I am trying to implement this loos function weighted_loss, as a custom objective in XGBoost, using the sklearn XBGClassifier wrapper, as follows:
def weighted_binary_cross_entropy(dtrain, pred):
# assign the value of imbalanced alpha
imbalance_alpha = 90
# retrieve data from dtrain matrix
print('!!!!')
label = dtrain.get_labe() ### BUG intentionally added here
# compute the prediction with sigmoid
sigmoid_pred = 1.0 / (1.0 + np.exp(-pred))
# gradient
grad = -(imbalance_alpha ** label) * (label - sigmoid_pred)
hess = (imbalance_alpha ** label) * sigmoid_pred * (1.0 - sigmoid_pred)
return grad, hess
xgb_test=XGBClassifier(obj=weighted_binary_cross_entropy).fit(X_trainnorm.to_numpy(), y_train.to_frame().to_numpy())

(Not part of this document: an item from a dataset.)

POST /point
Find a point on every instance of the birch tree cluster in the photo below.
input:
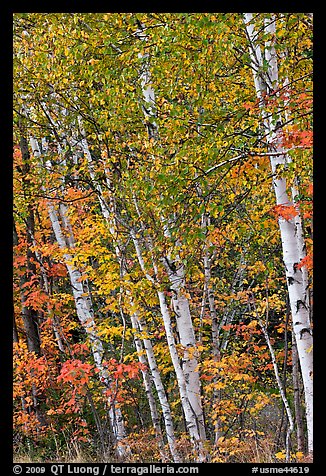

y_pred=xgb.predict(X_testnorm)
However, it seems to not be using weighted_binary_cross_entropy, since I put in the print statement and purposely added in a bug by dropping the l
in label.
I've seen several posts about confusion wrt obj
versus objective
.
I noticed that for binary classification, use of obj
supposedly only uses the default, so I tried this:
xgb_test=XGBClassifier(objective=weighted_binary_cross_entropy).fit(X_trainnorm.to_numpy(), y_train.to_frame().to_numpy())
but when I run it, I get:
'numpy.ndarray' object has no attribute 'get_label'
I dug into the main module where I grabbed the custom loss function from, and see that dtrain is an xgb.DMatrix object (see dtrain defined here). Do I need to convert the numpy object to a DMatrix or is there a way to just use numpy arrays, espcially since the code snippet uses the native train
method as opposed to the sklearn fit
method.
Any insight to this would be most welcome.